La natura del difetto
Il difetto risiedeva nel sistema WebFiling della Companies House, la piattaforma utilizzata per le registrazioni e gli aggiornamenti ufficiali delle aziende. Un semplice exploit, tornando indietro quattro volte nel sistema mentre si era connessi, consentiva agli utenti di visualizzare e persino modificare i dettagli di altre società, comprese le informazioni di contatto del direttore.
John Hewitt, un ricercatore di Ghost Mail, ha identificato per primo la vulnerabilità e l’ha segnalata alla Companies House. Il problema è stato fatto risalire a un aggiornamento implementato nell’ottobre dello scorso anno.
Impatto e risposta
La Companies House ha sospeso rapidamente il servizio WebFiling non appena ha scoperto il difetto e lo ha ripristinato lunedì dopo aver implementato una correzione. L’agenzia invita ora tutte le aziende registrate a verificare i propri dati, assicurandosi che non siano state apportate modifiche non autorizzate.
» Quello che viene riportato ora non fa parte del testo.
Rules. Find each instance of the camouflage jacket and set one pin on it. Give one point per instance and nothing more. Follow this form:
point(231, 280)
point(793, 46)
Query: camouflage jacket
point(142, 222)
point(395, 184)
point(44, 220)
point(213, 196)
Il CEO Andy King ha sottolineato che, sebbene la vulnerabilità esistesse, al momento non ci sono prove confermate di un uso improprio dei dati. Tuttavia, è in corso un’indagine, con il supporto dell’Information Commissioner’s Office (ICO) e del National Cyber Security Center (NCSC).
Perché è importante
Questo incidente evidenzia il rischio persistente di violazioni dei dati all’interno dei sistemi gestiti dal governo. Le informazioni esposte potrebbero essere sfruttate per furti di identità, truffe di phishing o molestie nei confronti della leadership aziendale. La facilità con cui è stata attivata la falla sottolinea la necessità di rigorosi test di sicurezza e aggiornamenti proattivi nelle infrastrutture critiche.
“L’esposizione di tali dati personali solleva notevoli preoccupazioni sulla protezione dei leader aziendali e sull’integrità del registro aziendale del Regno Unito”, ha commentato un analista di sicurezza informatica a conoscenza del caso.
La Companies House è intervenuta per contenere la violazione, ma l’incidente serve a ricordare che anche i sistemi essenziali possono essere vulnerabili allo sfruttamento.